Why Compliance Matters
In an increasingly regulated financial world, there have been arguments that firms and sectors are capable of self-regulation. The recent recession and financial crisis however has brought home the realisation that effective regulation and compliance creates a safety net for both firms and consumers when there is a dip in the economy.
To begin, what is Compliance?
The Merriam Webster dictionary defines compliance as the act, or process of complying to a demand, proposal, regimen or to coercion. To discuss why compliance is important, it is important to know what happens when a firm is not compliant with the relevant rules and regulations. Consider a game of football. There is a pitch, goalposts, football teams and spectators to watch the match. As the game begins, the spectators start to notice that something is not quite right. There is no referee in sight on the pitch. Using this analogy, compliance matters because the compliance team is the internal referee for most financial service firms.

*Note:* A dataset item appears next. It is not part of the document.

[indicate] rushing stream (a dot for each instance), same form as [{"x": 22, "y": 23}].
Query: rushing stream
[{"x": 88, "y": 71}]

Financial Services Regulation in the UK is focused on protecting consumers. This is because consumer protection is one of the FSA’s statutory duties, but this can also be seen as a general trend towards consumer protection and business ethics. For instance, over the past few years, there has been a lot of talk about the ethics of the city. FSA regulation has evolved over the past decade from rules; moved to principles based regulation and is now based on a combination of rules and principles. Even more importantly, FSA regulation is outcomes focused which means that if the rules and principles are not enough to protect consumers or perhaps prevent financial crime, firms now have to go beyond the stated rules and regulations to ensure that consumers are protected or financial crime prevented.
In 2011, HSBC was fined £10.5m for failing to ensure that suitable advice was given to the elderly customers of its subsidiary NHFA Ltd. In this case, advisers at NHFA Ltd advised elderly consumers many of them, living in care homes to buy medium term investments that were over a longer time period in some cases than their life expectancy. Although this is unquestionably irresponsible and unethical business behaviour, if there were no rules or principles prohibiting it which could be enforced, this would be a case of a big business treating it customers appallingly and getting away with it.
Similarly, firms have been fined for practices such as failures in creating and maintaining good systems and controls to ensure that customers are treated fairly. Credit Suisse in particular was fined nearly £6 million for failing to document that it had assessed the level of risks that client were willing to take and had retrospectively amended records in response to an FSA file review.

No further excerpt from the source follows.